Cutaneous leishmaniasis, a disease characterized by painful skin ulcers, occurs when the parasite Leishmania major, or a related species, is transmitted to a mammalian host by the bite of an infected sand fly. In a new study from the National Institute of Allergy and Infectious Diseases (NIAID), part of the National Institutes of Health, scientists have discovered L. major does its damage by not only evading but also by exploiting the body's wound-healing response to sand fly bites, as reported in the August 15 issue of Science.

"This work changes the textbook picture of the lifecycle of the leishmaniasis parasite, identifying the inflammatory cell known as the neutrophil as the predominant cell involved during the initiation of infection," says NIAID Director Anthony S. Fauci, M.D.




Employing advanced microscopy techniques, which allowed real-time imaging of the skin of living mice infected with L. major, NIAID collaborators Nathan C. Peters, Ph.D., and Jackson Egen, Ph.D., found that the neutrophils-white blood cells that ingest and destroy bacteria-play a surprising role in the development of the disease.
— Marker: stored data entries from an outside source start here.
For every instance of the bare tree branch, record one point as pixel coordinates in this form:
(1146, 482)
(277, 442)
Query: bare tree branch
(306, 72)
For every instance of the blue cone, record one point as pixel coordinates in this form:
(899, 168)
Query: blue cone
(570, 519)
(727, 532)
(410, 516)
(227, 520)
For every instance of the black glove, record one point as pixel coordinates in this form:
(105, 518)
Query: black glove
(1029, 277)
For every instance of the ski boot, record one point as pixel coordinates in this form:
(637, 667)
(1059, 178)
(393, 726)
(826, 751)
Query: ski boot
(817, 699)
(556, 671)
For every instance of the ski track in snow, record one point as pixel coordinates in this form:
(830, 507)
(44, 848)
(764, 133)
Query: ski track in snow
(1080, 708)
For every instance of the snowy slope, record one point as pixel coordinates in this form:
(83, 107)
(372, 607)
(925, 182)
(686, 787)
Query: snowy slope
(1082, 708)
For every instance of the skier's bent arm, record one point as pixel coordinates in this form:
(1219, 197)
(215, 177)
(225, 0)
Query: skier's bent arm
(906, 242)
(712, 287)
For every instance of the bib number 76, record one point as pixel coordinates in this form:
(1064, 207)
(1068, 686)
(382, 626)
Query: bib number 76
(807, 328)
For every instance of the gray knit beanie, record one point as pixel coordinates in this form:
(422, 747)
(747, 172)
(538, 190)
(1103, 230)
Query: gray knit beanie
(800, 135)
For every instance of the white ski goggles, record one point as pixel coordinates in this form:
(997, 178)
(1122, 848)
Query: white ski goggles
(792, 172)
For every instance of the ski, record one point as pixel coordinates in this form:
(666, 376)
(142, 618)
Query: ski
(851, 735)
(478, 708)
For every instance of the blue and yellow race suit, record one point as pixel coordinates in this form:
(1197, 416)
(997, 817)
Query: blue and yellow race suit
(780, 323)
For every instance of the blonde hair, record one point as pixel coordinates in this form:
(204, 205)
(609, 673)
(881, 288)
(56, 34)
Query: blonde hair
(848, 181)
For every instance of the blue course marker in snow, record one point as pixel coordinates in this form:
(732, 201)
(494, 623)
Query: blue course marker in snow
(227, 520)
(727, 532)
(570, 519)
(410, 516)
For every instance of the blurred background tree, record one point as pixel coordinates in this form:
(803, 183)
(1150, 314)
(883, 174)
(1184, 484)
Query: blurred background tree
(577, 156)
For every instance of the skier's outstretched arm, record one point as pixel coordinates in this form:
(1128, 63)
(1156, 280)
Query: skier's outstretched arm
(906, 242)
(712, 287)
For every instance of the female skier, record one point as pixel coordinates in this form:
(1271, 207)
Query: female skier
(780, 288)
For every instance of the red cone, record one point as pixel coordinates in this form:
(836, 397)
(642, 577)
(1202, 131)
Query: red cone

Neutrophils were rapidly recruited out of the circulating blood and into the skin of infected mice, where they swarmed around the sand fly bite sites and efficiently engulfed the parasites. But unlike many other infectious organisms that die inside neutrophils, L. major parasites appear to have evolved in a way to evade death, actually surviving for long periods of time inside the neutrophils. Eventually the parasites escape from neutrophils and enter macrophages, another immune cell population in the skin, where they can establish long-term infection.

"Parasites transmitted by sand flies to mice lacking neutrophils have more difficulty establishing an infection and surviving. This demonstrates the importance of neutrophils at the site of an infected sand fly bite and suggests the unexpected path taken by the parasite from sand fly to neutrophil to macrophage is a critical component of this disease," says Dr. Peters.

In addition, says Dr. Egen, the study reveals how neutrophils leave locally inflamed blood vessels and move into tissues; provides new information on the movement of these immune cells within damaged tissue environments and upon contact with pathogens; and provides video images revealing active neutrophil entry into areas of damaged skin.